A husband and wife, married for almost twenty years and raising three children, are facing a crisis after the wife engaged in inappropriate online communication with another man. The husband initially felt anger towards his wife for this action.
The husband discovered the nature of the messages, which involved a man barely older than their son, leading to feelings of disgust. He announced to his wife and children that he intended to separate, which caused his family to react negatively, blaming him for the potential breakup despite their knowledge of the wife’s behavior. The husband is now questioning if his decision to separate over ‘a few messages’ is justified while his wife pleads and cries.
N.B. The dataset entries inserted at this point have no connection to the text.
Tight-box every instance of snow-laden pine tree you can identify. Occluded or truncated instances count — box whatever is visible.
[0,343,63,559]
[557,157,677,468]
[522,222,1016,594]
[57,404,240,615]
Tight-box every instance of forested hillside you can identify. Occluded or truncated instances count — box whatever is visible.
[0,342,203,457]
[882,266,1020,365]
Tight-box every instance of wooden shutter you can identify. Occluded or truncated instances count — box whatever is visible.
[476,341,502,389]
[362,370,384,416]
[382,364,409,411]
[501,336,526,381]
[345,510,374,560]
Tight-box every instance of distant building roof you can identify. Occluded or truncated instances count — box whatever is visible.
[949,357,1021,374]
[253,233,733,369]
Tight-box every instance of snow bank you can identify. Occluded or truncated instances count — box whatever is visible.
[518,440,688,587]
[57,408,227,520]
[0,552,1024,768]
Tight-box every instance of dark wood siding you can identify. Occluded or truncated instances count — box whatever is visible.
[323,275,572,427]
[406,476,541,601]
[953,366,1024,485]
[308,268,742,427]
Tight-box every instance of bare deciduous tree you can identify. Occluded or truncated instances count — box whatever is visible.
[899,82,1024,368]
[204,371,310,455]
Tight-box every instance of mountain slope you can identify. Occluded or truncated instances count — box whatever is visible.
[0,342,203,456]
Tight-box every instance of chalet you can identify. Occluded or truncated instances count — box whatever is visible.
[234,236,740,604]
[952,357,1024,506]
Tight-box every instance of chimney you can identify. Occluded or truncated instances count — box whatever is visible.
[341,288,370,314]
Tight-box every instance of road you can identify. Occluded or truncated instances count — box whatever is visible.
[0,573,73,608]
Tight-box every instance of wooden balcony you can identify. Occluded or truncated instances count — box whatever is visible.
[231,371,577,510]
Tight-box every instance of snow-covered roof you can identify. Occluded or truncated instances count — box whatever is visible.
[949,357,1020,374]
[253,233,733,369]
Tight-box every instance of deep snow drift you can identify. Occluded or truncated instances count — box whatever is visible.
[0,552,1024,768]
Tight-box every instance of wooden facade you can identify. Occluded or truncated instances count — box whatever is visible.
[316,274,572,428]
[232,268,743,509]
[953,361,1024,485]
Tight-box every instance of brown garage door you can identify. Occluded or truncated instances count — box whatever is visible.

AITAH for asking divorce from wife after I found her sexting with her student




As relationship expert Dr. John Gottman notes, ‘The magic ratio in stable and happy relationships during conflict is five to one. For every interaction that expresses something negative, there must be five interactions that express something positive.’
The OP is experiencing a severe violation of marital trust, which is often amplified by the nature of the infidelity (sexting with someone young enough to be their child’s peer). The family’s unified response—blaming the OP for initiating separation—suggests a pattern of conflict avoidance or an attempt to minimize the wife’s transgression. This external pressure places significant emotional labor on the OP to prioritize the family structure over his own deeply felt sense of betrayal. While the act was limited to ‘messages,’ in long-term relationships, emotional and digital boundaries are often viewed as equally significant as physical infidelity, as they indicate a critical breakdown in exclusivity and commitment.
The OP’s reaction to separate is emotionally appropriate given the breach of trust. However, future handling of such situations could benefit from seeking impartial mediation or counseling before announcing separation. A constructive next step, once emotions settle, would be to establish firm, non-negotiable boundaries regarding rebuilding trust, rather than immediately succumbing to the family’s immediate pressure to achieve ‘peace’ at the expense of his well-being.
REDDIT USERS WERE STUNNED – YOU WON’T BELIEVE SOME OF THESE REACTIONS.
















The original poster (OP) is struggling with the fallout of discovering his wife’s infidelity via sexting, leading him to seek separation after two decades of marriage. His emotional reaction involves anger and disgust, which is compounded by the reaction of his wife and children, who are pressuring him to reconcile, effectively invalidating his pain.
The central conflict is whether infidelity confined to ‘a few messages’ warrants the dissolution of a long-term marriage and family unit, especially when facing resistance from dependents. The question remains: Is the OP justified in proceeding with separation based on this breach of trust, or is the damage too minor to warrant breaking up the family structure?